Шархода же медлил. Наверное, если сильно напрячься, я мог бы организовать поход вверх по Сунгари. Только смысла во владении землей, освоить которую просто не хватит сил, я не очень понимал. Да и казаки за годы на Амуре сильно изменились. Навязчивая мысль о поиске добычи отступила. Они видели, что уже сейчас много богаче всех своих собратьев по сибирской земле, а освоенные земли дают больше хабара, чем самый удачный поход. Из ватаги ушкуйников они всё больше превращались в регулярную армию. Мне сейчас не захватить что-то, а уберечь то, что с таким трудом создано.
Одно плохо: по сути, мы были в изоляции. Да, ясак мы в Москву отправляли. И не слабый ясак: в деньгах выходило больше десяти тысяч рублей. За тот ясак сделали и меня благородным человеком – поверстали в дети боярские. На хлеб с хорошим куском масла нам тоже хватало. Но торговля с богдойцами, а значит, со всем Югом, блокировалась еще при Хабарове возникшим конфликтом и противостоянием, торговля же с Западом тормозилась государевой монополией, многочисленными таможнями, отсутствием дорог.
У нас был избыток хлеба, имелся запас пушнины на продажу, на кузнечном заводе в Благовещенске изготовлялись жнейки, веялки, которые мы вполне могли бы предложить соседям. Постепенно развивались деревообработка, гончарное дело. Тоже вполне себе продукция. Своими военными секретами вроде «гатлинга» и скорострельных пушек я торговать не собирался, но наделать кирас на продажу было вполне реально.
Всё хорошо. Вот только с богдойцами нужен если не мир, то перемирие и свобода торговли. Для этого мне необходимо создать правильный антураж и провести в этом антураже переговоры с князем-наместником Севера, господином Шарходой.
Такой антураж я и создавал. Ловушку готовил небыстро и тщательно. Нашли мы богдойского послуха, попросту шпиона, среди торговцев, что стали активно посещать Хабаровск. Но ни казнить, ни хватать его не стали. Зачем? Схватим этого – нового пришлют. А вот скармливать ему дезу стали даже очень активно. Я, конечно, не Джеймс Бонд и даже не майор Пронин, но что-то тоже могу.
Так, например, в город прибыл «срочный гонец» от воеводы Пашкова с требованием выслать отряд ему навстречу. Гонец был, отряд едва не в три сотни человек выступил. Правда, потом тихонько вернулся и расположился на лесной базе. Потом еще были какие-то «гонцы». Растерянный я даже снял гарнизон с Косогорского острога.

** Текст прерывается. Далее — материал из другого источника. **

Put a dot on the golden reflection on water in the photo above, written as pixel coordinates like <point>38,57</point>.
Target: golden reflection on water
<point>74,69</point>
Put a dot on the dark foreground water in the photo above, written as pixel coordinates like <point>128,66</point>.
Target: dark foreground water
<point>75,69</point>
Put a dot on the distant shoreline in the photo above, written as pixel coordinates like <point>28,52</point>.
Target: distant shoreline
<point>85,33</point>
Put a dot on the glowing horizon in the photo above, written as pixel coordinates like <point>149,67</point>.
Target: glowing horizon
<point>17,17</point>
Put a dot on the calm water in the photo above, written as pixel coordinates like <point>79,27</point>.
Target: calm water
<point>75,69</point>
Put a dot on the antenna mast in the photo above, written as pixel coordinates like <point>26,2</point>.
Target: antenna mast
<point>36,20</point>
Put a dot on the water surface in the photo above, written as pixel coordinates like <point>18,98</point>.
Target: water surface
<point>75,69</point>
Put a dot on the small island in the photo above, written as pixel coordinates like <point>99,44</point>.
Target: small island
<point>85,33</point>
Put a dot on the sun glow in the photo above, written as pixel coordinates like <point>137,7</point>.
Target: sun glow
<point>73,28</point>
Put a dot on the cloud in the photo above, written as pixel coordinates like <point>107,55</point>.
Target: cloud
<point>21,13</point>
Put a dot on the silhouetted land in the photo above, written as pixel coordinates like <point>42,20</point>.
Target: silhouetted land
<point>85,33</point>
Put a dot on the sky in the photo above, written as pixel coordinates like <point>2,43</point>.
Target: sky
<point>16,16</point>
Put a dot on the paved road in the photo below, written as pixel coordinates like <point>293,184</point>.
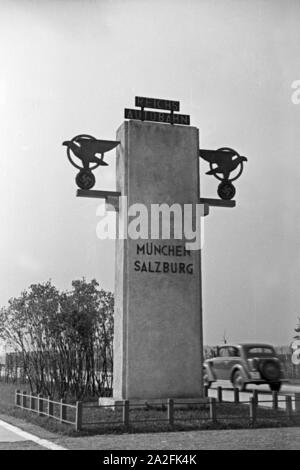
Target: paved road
<point>254,439</point>
<point>14,438</point>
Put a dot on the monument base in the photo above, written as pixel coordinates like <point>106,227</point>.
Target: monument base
<point>154,402</point>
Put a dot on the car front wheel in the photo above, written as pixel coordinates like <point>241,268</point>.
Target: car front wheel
<point>206,380</point>
<point>238,381</point>
<point>275,387</point>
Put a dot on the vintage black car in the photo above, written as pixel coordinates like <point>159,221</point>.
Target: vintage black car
<point>243,364</point>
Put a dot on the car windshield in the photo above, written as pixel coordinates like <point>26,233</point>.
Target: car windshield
<point>260,350</point>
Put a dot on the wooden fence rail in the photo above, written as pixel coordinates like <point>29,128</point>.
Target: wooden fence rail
<point>61,411</point>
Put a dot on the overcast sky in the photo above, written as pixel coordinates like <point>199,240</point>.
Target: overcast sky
<point>71,67</point>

Теперь проход из Сунгари в Амур был свободен для маньчжурской флотилии.
Я с «остатком войска» с максимальной медлительностью и демонстративностью вышел из города. Волновался я очень сильно: неужели весь спектакль зря, неужели игру придется начинать с самого начала? Наконец на второй день моего упорного стояния недалеко от впадения Сунгари в Амур наблюдатели донесли, что флотилия в составе более пятидесяти судов движется из маньчжурской крепости в русскую сторону. «Заработало!» – как говорил кот Матроскин.

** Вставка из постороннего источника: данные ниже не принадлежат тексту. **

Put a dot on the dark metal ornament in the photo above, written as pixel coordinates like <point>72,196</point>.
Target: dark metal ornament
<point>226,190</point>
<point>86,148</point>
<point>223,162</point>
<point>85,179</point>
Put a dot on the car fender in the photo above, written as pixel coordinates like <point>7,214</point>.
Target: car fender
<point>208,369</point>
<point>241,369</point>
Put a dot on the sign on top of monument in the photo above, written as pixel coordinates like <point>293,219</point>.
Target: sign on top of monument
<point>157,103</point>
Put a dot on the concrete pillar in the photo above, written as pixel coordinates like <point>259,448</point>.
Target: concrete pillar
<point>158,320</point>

Когда маньчжуры неповоротливой массой вывалились в Амур, мы даже «попытались удрать», завлекая их в гущу островов. Те довольно долго решались; наконец двинулись к моим кораблям, обстреливая их из своих малосильных пушечек. Если бы ни один из «застывших в ужасе» стругов при этом не загорелся, то я сам, хоть и не Станиславский, закричал бы: «Не верю!»
Потому пару заранее подготовленных стругов, которые давно отработали свое, мои парни подожгли. Словом, стоим мы у берега и ждем неминуемой гибели. Подождали немного. Чувствую – время. Тут я и выстрелил. Это был знак. Тут же с соседнего струга застучал, заработал мой первый «гатлинг». Конечно, не мой, а наш. Точнее даже, Клима с Петром. Но всё равно – мой. В смысле мой хороший. Пули забарабанили по бортам бусов, раздались первые крики раненых.